The FAA said Monday that it is moving forward with 'regulations and standards for the safe integration of remote piloted (drones) to meet increased demand.'
The agency reiterated that 'autonomous (drone) operation is not currently allowed in the United States.'
Given the slow pace at which the FAA typically approves regulations, Bezos' prediction of four or five years for approval seems unrealistic to many.
Safety concerns could be the real obstacle in delaying drones for widespread commercial use.
'You're putting a device with eight rapidly spinning blades into areas where people are assumed to be,' says Matt Waite, a journalism professor at the University of Nebraska and head of the university's Drone Journalism Lab.
'The threat to people on the ground is significant.'
According to Amazon's website, the goal of the new delivery system is to get packages into customers' hands in 30 minutes or less using unmanned aerial vehicles
It's not hard to imagine that the world's biggest online retailer has some significant lobbying muscle and might be able to persuade the FAA to alter the rules.
Amazon spokeswoman Mary Osako says the company has been in contact with the FAA 'as they are actively working on necessary regulation.'
One of the biggest promises for civilian drone use is in agriculture because of the industry's largely unpopulated, wide open spaces. Delivering Amazon packages in midtown Manhattan will be much trickier. But the savings of such a delivery system only come in large, urban areas.

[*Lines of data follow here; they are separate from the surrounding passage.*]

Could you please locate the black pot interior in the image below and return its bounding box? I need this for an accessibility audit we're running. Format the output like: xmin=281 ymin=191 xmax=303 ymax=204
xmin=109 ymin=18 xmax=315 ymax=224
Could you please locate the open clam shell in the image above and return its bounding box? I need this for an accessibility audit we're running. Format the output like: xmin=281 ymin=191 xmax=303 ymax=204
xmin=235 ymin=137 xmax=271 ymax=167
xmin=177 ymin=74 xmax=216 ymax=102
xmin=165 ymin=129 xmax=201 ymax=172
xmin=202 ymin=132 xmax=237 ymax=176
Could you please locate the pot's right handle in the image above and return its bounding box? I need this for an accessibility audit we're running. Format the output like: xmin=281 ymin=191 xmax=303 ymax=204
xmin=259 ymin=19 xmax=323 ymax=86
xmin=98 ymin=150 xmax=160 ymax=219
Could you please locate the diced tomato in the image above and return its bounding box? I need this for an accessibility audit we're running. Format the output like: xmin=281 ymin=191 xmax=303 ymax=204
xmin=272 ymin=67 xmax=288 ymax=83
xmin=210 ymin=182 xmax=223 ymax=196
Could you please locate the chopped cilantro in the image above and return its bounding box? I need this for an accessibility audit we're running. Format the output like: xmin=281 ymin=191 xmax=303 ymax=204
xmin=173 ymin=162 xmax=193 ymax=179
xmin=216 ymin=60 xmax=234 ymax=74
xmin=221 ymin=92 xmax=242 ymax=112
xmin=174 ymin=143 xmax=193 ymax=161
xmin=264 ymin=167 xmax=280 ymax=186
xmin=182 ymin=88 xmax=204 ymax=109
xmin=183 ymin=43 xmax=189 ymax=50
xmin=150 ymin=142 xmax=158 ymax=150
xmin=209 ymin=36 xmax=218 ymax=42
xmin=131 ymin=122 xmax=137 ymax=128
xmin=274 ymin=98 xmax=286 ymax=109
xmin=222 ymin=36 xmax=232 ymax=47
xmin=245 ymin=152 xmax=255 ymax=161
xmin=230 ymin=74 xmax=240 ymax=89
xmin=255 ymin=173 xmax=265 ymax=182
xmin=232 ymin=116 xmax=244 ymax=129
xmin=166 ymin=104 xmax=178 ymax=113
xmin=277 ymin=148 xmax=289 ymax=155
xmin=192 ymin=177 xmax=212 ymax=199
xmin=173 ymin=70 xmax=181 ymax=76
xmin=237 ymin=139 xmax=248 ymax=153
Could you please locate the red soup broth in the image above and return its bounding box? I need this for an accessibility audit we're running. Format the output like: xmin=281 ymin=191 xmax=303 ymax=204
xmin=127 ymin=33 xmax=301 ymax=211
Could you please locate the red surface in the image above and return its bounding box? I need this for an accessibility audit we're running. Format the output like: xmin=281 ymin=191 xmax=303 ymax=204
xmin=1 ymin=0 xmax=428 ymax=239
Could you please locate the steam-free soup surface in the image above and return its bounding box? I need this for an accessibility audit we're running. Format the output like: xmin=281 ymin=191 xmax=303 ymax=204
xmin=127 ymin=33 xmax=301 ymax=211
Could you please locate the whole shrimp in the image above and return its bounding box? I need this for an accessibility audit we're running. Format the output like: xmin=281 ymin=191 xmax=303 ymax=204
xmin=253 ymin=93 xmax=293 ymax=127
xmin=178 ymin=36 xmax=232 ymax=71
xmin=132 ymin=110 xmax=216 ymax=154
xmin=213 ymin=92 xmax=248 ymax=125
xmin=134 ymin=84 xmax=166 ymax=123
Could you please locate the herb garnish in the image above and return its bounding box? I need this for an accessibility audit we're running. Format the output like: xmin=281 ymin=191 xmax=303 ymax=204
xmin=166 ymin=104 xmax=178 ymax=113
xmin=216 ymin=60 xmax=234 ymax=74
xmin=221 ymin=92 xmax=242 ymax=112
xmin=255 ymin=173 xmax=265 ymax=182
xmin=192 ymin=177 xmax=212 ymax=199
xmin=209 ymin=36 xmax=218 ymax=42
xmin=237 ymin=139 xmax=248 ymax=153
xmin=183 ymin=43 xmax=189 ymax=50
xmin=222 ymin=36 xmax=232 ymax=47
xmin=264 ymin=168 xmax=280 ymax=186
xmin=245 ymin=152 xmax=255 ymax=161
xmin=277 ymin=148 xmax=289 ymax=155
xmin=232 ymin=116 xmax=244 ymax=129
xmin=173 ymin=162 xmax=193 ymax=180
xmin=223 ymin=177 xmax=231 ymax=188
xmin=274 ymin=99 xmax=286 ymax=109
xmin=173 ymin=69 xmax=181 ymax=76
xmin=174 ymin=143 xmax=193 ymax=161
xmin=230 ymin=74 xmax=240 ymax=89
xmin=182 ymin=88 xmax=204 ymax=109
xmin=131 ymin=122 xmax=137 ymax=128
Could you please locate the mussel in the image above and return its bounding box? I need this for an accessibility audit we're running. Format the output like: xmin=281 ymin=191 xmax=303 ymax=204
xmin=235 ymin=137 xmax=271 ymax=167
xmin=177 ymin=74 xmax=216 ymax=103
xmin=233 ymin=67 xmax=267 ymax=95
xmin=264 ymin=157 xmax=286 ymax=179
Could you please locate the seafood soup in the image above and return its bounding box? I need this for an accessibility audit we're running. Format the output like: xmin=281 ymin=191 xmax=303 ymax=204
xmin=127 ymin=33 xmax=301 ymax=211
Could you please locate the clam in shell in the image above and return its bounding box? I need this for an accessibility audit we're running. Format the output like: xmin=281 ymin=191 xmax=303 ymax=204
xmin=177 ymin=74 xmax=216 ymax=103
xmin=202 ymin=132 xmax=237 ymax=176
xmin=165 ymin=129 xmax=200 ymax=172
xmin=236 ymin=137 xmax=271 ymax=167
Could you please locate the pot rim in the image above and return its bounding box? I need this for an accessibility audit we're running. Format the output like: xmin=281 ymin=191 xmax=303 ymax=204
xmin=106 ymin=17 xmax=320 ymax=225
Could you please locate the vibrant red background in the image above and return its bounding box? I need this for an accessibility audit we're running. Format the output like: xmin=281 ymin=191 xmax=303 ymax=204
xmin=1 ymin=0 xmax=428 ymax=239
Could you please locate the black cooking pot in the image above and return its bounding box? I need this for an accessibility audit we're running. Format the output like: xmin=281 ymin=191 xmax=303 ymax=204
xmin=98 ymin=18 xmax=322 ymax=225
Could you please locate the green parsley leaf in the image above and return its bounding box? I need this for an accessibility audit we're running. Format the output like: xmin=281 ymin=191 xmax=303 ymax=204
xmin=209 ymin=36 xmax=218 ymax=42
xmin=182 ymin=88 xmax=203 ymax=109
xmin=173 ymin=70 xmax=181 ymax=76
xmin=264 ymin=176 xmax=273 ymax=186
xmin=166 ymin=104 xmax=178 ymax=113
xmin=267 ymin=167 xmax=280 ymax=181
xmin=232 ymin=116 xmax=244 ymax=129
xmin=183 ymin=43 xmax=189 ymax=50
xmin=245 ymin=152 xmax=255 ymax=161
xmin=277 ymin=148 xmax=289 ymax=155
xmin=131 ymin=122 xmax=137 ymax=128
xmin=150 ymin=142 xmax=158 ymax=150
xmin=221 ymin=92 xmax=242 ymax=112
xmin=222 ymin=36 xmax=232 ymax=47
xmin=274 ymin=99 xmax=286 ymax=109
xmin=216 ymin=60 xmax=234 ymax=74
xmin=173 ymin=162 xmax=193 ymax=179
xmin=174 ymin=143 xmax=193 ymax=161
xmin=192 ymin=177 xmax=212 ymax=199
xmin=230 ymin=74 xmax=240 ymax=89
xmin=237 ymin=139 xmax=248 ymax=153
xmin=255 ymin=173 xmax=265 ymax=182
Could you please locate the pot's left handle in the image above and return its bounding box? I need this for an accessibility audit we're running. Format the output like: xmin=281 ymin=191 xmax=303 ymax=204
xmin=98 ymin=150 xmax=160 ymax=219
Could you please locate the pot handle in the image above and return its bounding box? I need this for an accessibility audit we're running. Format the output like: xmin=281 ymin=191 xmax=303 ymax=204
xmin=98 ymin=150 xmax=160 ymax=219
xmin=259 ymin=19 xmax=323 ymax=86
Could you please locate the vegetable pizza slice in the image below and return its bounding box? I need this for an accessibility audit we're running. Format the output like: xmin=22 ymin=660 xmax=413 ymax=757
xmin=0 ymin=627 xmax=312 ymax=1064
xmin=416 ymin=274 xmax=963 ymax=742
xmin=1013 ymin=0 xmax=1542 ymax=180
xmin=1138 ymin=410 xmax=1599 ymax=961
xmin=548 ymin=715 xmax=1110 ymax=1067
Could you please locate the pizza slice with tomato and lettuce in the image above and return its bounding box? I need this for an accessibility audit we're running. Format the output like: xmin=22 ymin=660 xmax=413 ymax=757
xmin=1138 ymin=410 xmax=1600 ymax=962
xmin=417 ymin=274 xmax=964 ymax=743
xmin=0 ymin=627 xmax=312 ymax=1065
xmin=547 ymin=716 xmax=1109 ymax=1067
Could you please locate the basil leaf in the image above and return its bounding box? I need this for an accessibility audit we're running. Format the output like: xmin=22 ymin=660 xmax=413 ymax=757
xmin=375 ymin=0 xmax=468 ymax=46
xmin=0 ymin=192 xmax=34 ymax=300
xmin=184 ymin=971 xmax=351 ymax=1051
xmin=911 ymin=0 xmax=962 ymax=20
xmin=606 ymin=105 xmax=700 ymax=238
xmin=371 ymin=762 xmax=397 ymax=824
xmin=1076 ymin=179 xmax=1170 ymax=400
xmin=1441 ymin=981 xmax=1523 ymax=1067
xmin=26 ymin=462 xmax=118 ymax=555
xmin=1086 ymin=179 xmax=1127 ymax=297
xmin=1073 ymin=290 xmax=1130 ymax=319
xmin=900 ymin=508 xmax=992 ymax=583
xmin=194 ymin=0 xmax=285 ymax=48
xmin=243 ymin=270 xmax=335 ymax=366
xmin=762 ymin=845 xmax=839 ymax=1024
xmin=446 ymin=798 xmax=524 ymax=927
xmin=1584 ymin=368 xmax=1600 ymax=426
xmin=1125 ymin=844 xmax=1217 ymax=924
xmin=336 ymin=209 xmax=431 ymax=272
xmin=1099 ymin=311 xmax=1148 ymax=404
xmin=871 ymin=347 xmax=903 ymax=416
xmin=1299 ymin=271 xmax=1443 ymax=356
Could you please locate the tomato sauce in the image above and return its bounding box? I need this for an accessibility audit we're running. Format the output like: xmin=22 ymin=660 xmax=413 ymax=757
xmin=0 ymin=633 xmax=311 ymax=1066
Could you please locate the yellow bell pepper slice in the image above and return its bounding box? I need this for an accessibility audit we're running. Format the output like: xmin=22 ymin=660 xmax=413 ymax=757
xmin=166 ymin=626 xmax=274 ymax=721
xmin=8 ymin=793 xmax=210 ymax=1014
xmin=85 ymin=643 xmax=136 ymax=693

Besides regulatory approval, Amazon's biggest challenge will be to develop a collision avoidance system, says Darryl Jenkins, a consultant who gave up on the commercial airline industry and now focuses on drones.
Who is to blame, Jenkins asked, if the drone hits a bird, crashes into a building? Who is going to insure the deliveries? There are also technical questions. Who will recharge the drone batteries? How many deliveries can the machines make before needing service?
Spanning the country: The drones are being tested over a 10-mile radius at the moment but Bezos says that will work for most urban areas
'Jeff Bezos might be the single person in the universe who could make something like this happen,' Jenkins says. 'For what it worth, this is a guy who's totally changed retailing.'
If Amazon gets its way, others might follow.
United Parcel Service Co. executives heard a presentation from a drone vendor earlier this year, says Alan Gershenhorn, UPS' chief sales, marketing and strategy officer.
'Commercial use of drones is an interesting technology, and we're certainly going to continue to evaluate it,' Gershenhorn says.
The U.S. Postal Service and FedEx wouldn't speculate about using drones for delivery.